Tradition

 

 

With over 40 distinct ethnic groups with each their own culture and even more languages, it doesn't come as a surprise that Thai cuisine, as a whole, is extremely varied and features many different ingredients and ways of preparing food. Thai food is known for its enthusiastic use of fresh (rather than dried) herbs and spices. Common herbs include cilantro, lemon grass, Thai basils and mint. Some other common flavors in Thai food come from ginger, galangal, tamarind, turmeric, garlic, soy beans, shallots, white and black peppercorn, kaffir lime and, of course, chilies.
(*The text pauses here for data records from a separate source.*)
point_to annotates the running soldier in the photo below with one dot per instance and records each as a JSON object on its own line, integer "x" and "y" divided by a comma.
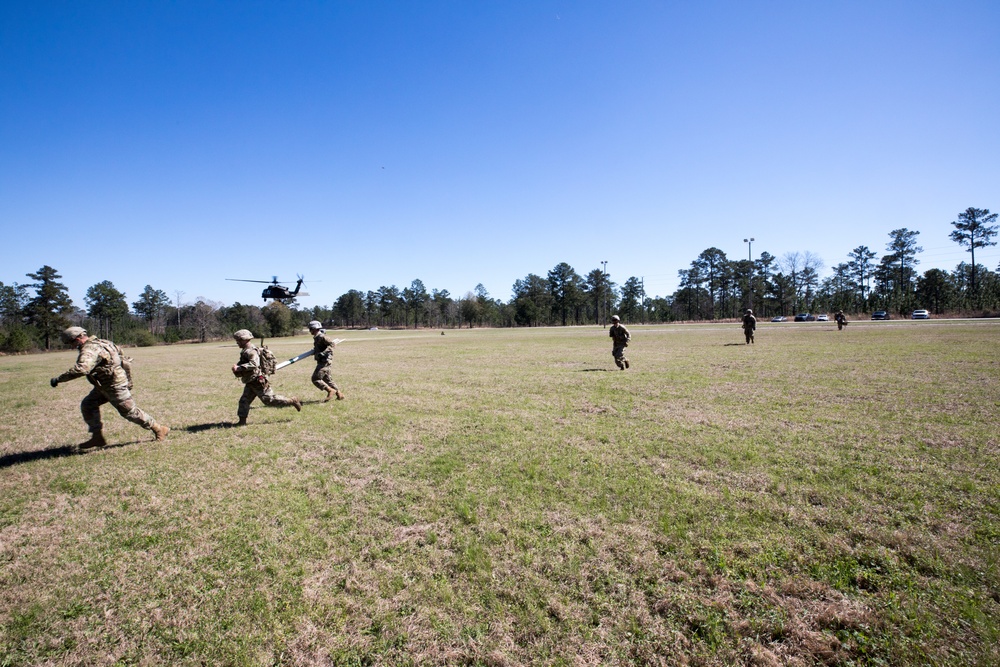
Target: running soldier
{"x": 620, "y": 337}
{"x": 323, "y": 351}
{"x": 255, "y": 384}
{"x": 841, "y": 320}
{"x": 749, "y": 325}
{"x": 110, "y": 372}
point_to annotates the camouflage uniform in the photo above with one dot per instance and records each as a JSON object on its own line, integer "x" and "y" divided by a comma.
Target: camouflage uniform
{"x": 108, "y": 370}
{"x": 749, "y": 326}
{"x": 323, "y": 352}
{"x": 620, "y": 335}
{"x": 255, "y": 385}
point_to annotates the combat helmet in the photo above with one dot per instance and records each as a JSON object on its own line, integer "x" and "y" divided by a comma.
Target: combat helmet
{"x": 72, "y": 333}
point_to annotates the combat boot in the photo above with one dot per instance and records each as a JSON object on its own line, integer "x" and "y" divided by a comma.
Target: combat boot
{"x": 96, "y": 440}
A Thai family meal will normally consist of rice with several dishes which form a harmonious contrast of ingredients and preparation methods. The dishes are all served at the same time. A meal at a restaurant for four people could, for instance, consist of fish in dry red curry (chuchi pla), a spicy green papaya salad with dried prawns, tomatoes, yardlong beans and peanuts (som tam thai), deep fried stuffed chicken wings (pik kai sot sai thot), a salad of grilled beef, shallots and celery or mint (yam nuea yang), spicy stir fried century eggs with crispy basil (khai yiao ma phat kraphao krop), and a non-spicy vegetable soup with tofu and seaweed (tom chuet taohu kap sarai) to temper it all.